2007: arrestation d'Olivier Corel
En février 2007, une perquisition est menée chez lui. Les policiers découvrent des images de Ben Laden et d'Al-Zarqaoui, ex-chef d'Al-Qaïda en Irak et des livres djihadistes.
Olivier Corel est alors mis en examen pour « association de malfaiteurs en relation avec une entreprise terroriste » par le juge Marc Trévidic et placé sous contrôle judiciaire avant de bénéficier d'un non-lieu[5].
Thomas Barnouin, Sabri Essid, Fabien Clain et cinq de leurs complices seront condamnés en décembre 2009 à cinq ans de prison[6]. Après avoir purgé leur peine, les membres d’Artigat n’ont pas renié leurs convictions puisqu'en janvier et février 2014, plusieurs dont Jean-Michel Clain, Imad Djebali, Sabri Essid (dont le père a épousé la mère de Mohammed Merah), Mohamed Megherbi (époux de l'une des sœurs de Fabien Clain) ou Thomas Barnouin trompent la légère surveillance dont ils font l'objet et rejoignent la Syrie avec femmes et enfants[6].
Autres affaires auxquelles est liée la filière
En 2011, Olivier Corel a célébré le mariage religieux entre la mère de Mohammed Merah, responsable des tueries de mars 2012 à Toulouse et Montauban[3], et le père de Sabri Essid[7].
La filière apparaît également dans l'affaire Sid Ahmed Ghlam, associant l'assassinat d'Aurélie Châtelain et un attentat manqué visant une église de Villejuif[2].
Le , la filière d'Artigat, et plus particulièrement le logement d'Olivier Corel font l'objet d'une perquisition administrative dans le cadre de l'enquête diligentée sur les attentats survenus à Paris et Saint-Denis le 13 novembre 2015[8]. Olivier Corel, dit l'« émir blanc », est alors mis en garde à vue[9] et condamné le 25 novembre 2015 à six mois de prison avec sursis pour détention d’arme (un fusil de chasse), en comparution immédiate au tribunal correctionnel de Foix. Cette condamnation a été assortie d’une mise à l’épreuve de deux ans avec obligation de prévenir tout changement dans sa situation personnelle, d’informer le juge de l’application des peines de tout déplacement à l’étranger avec nécessité d’obtenir une autorisation et enfin l’interdiction totale de détention d’une arme pendant cinq ans[10].

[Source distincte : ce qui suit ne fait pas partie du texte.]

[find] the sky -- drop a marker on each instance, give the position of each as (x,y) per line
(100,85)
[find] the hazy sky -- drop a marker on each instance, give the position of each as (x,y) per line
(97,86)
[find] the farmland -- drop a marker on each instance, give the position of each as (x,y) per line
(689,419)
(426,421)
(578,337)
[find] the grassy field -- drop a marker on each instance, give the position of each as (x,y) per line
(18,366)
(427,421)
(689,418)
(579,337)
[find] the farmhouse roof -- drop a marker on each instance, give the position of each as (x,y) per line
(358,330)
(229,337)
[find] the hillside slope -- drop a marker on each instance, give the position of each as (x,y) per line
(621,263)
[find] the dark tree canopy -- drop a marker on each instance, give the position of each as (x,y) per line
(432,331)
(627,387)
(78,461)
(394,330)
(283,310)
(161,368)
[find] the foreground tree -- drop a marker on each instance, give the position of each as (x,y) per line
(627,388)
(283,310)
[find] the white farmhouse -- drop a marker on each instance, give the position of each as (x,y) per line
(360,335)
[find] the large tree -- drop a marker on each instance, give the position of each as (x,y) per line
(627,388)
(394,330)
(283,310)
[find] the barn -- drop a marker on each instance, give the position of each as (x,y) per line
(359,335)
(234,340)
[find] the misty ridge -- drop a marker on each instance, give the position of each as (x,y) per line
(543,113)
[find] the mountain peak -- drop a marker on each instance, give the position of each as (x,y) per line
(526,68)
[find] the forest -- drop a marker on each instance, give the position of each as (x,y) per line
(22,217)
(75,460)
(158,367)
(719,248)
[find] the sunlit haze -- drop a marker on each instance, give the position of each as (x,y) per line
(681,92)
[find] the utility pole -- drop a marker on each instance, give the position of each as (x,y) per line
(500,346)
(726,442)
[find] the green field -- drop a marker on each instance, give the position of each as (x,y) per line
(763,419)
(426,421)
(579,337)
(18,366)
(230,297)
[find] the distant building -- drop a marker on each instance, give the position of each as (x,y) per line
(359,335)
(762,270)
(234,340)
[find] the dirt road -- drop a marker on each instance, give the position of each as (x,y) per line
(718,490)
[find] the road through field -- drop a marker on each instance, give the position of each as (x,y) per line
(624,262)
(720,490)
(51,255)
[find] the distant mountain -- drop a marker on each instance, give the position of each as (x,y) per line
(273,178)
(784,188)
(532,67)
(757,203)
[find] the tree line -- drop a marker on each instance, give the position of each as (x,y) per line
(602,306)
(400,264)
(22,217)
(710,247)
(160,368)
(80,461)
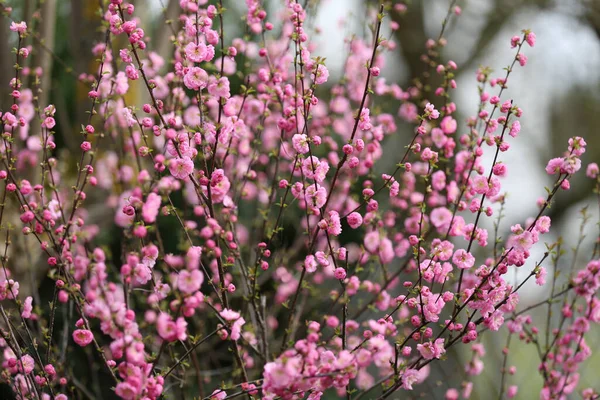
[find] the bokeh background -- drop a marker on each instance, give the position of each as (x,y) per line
(559,91)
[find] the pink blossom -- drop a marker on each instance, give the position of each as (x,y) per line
(462,259)
(181,168)
(196,52)
(300,143)
(27,307)
(83,337)
(409,377)
(20,27)
(189,281)
(196,78)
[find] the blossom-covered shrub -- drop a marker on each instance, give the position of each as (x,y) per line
(261,251)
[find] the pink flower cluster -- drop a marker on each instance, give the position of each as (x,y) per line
(245,207)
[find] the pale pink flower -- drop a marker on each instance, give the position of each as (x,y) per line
(27,307)
(196,52)
(189,281)
(322,74)
(83,337)
(195,79)
(300,143)
(181,168)
(409,377)
(220,88)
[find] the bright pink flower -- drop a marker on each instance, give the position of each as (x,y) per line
(462,259)
(83,337)
(196,52)
(220,88)
(27,307)
(300,143)
(20,27)
(189,281)
(322,74)
(409,377)
(195,79)
(181,168)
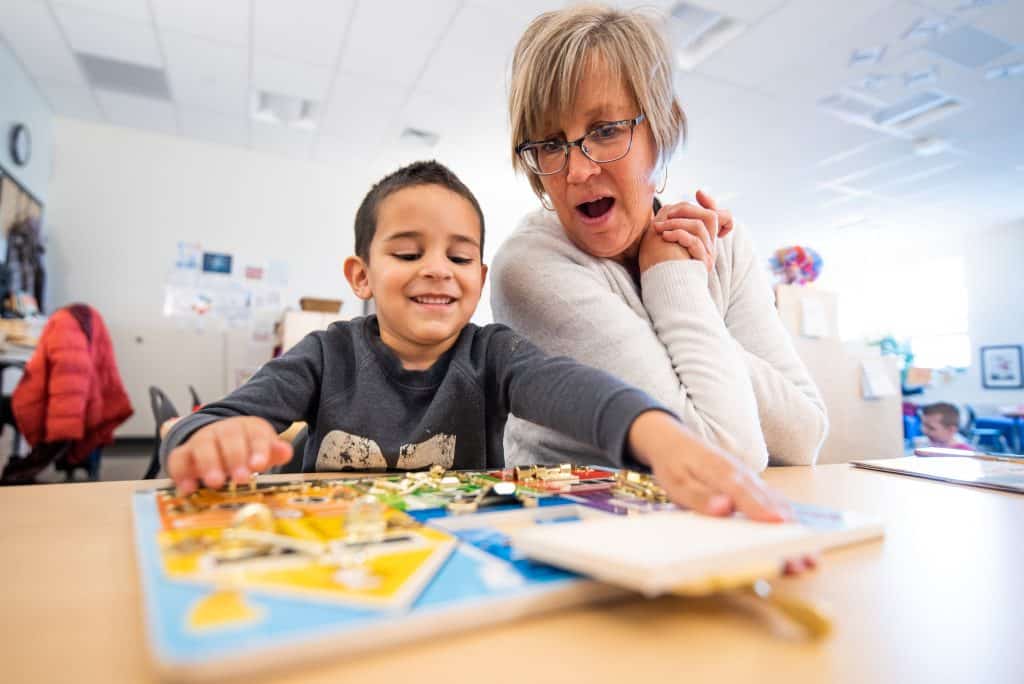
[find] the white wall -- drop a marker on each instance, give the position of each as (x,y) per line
(995,300)
(993,259)
(22,103)
(121,200)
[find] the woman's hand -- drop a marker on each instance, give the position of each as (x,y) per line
(694,227)
(699,476)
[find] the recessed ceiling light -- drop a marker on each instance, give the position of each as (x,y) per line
(921,77)
(695,33)
(419,136)
(867,55)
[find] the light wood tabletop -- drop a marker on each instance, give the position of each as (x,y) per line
(940,599)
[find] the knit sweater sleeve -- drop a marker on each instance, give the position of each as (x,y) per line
(791,411)
(679,350)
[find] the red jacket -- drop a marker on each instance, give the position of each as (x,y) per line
(71,388)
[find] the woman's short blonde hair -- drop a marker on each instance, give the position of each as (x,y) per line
(554,53)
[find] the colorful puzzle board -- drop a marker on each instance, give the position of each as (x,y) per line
(293,601)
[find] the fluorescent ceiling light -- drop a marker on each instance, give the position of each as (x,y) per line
(909,111)
(696,33)
(1006,71)
(283,110)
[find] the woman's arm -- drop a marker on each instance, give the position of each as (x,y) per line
(570,303)
(792,413)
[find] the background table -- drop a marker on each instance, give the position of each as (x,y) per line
(939,600)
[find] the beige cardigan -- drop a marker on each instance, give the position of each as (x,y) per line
(711,348)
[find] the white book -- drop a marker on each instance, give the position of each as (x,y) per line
(681,551)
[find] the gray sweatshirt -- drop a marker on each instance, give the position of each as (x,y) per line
(366,412)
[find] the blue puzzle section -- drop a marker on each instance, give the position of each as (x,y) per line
(480,569)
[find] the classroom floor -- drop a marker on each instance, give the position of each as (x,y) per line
(125,460)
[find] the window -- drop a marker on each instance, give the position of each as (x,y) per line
(924,302)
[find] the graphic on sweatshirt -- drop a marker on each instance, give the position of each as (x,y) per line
(341,451)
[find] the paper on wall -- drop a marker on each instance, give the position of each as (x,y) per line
(875,382)
(813,317)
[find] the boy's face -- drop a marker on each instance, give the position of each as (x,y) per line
(425,271)
(931,425)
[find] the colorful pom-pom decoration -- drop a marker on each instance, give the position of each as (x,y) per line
(796,264)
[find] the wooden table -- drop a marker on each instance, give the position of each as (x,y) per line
(941,599)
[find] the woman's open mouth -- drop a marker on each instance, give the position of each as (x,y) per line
(595,211)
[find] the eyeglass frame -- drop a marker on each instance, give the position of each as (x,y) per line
(568,144)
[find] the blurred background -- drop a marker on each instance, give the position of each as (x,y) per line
(192,169)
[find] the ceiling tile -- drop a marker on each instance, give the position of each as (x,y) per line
(72,101)
(215,127)
(211,75)
(412,29)
(135,112)
(361,108)
(30,29)
(290,78)
(129,9)
(110,36)
(304,31)
(223,20)
(475,54)
(282,140)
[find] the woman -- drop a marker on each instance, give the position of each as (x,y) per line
(669,298)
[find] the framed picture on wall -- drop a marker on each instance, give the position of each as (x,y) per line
(1000,367)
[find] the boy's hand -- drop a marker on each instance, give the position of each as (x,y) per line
(228,450)
(699,476)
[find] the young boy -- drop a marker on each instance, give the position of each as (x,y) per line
(940,423)
(417,384)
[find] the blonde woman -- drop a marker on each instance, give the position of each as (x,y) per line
(669,298)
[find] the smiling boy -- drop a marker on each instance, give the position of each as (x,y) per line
(417,384)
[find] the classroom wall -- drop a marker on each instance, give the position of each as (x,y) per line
(123,199)
(20,102)
(995,299)
(993,259)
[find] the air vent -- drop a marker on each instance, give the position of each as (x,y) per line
(420,137)
(928,28)
(867,55)
(696,33)
(285,110)
(125,77)
(915,110)
(969,47)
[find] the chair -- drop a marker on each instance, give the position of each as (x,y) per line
(989,432)
(163,411)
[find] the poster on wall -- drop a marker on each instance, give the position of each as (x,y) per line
(1000,367)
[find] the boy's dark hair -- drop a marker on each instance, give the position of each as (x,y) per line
(947,413)
(417,173)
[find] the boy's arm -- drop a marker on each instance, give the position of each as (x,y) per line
(582,402)
(285,390)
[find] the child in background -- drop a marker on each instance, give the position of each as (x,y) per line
(417,384)
(940,423)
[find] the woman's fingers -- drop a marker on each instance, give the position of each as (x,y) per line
(724,215)
(693,226)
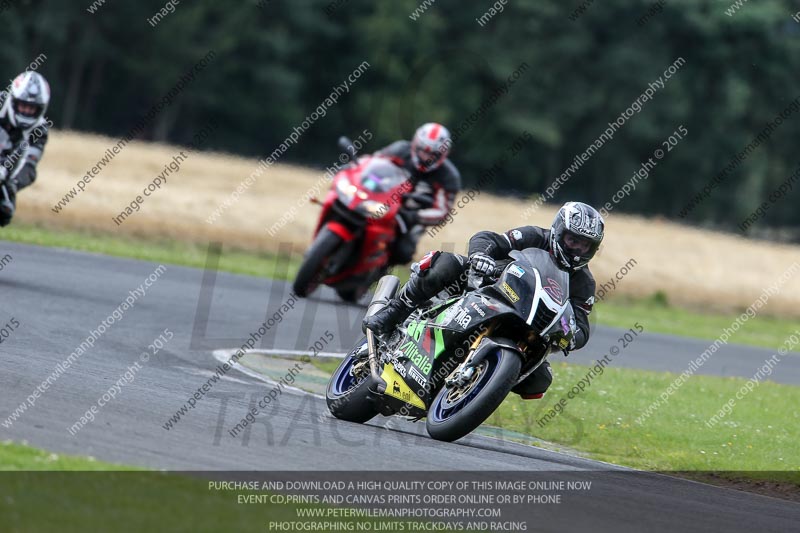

Les élèves d'Olivier Corel
De nombreuses personnes connues pour leur salafisme et des personnes connues comme terroriste islamiste sont passées par les cours d'Olivier Corel, il y a notamment :
- Sabri Essid, un demi-frère par alliance de Mohammed Merah[12]son père ayant épousé la mère de Mohammed Merah[6]. Il apparaît le 11 mars 2015, dans une vidéo ultra-violente du groupe terroriste Daech[11],[13] ;
- Fabien[13],[14] (dit Omar) et Jean-Michel Clain, deux frères d'ascendance réunionnaise convertis à l'islam. Leurs voix ont été identifiées sur la bande audio de revendications des attentats du 13 novembre 2015. Olivier Corel les a côtoyé régulièrement depuis la fin des années 1990[11] ;
- Thomas Barnouin, né vers 1981[6] converti à l'islam vers 2000, Barnouin s'est progressivement radicalisé en fréquentant des mosquées à Albi, Toulouse et Château-Chinon[15]. Vers 2002, quand il intègre la mouvance salafiste toulousaine en fréquentant une mosquée du quartier de Bellefontaine, il s'y lie avec les frères Clain et Sabri Essid[6], puis part étudier la théologie wahabbite à l’Université islamique de Médine, en Arabie Saoudite, entre 2003 et 2006. De retour en France, il décide de participer au djihad irakien[6]. En décembre 2006, lui et Sabri Essid sont arrêtés les armes à la main par les autorités syriennes. Après deux mois d’incarcération, ils sont expulsés le 13 février 2007 et interpellés à leur descente d'avion à Orly, puis condamnés en décembre 2009 à cinq ans de prison[6]. Non repenti, il part rejoindre l'État islamique en 2014 avec sa famille et Jean-Michel Clain en 2014[15], où il devient un cadre influent du groupe terroriste[12]. Il est capturé mi-décembre 2017 par des combattants kurdes en Syrie alors que les troupes de l'EI n'occupent plus qu'une petite fraction de territoire[6] ;
- Thomas Collange, né en 1983, converti à l'islam, et capturé en même temps que Thomas Barnouin[6].
La filière est soupçonnée d'avoir envoyé encore après 2014 depuis la région toulousaine plusieurs jeunes djihadistes vers l'État islamique[16].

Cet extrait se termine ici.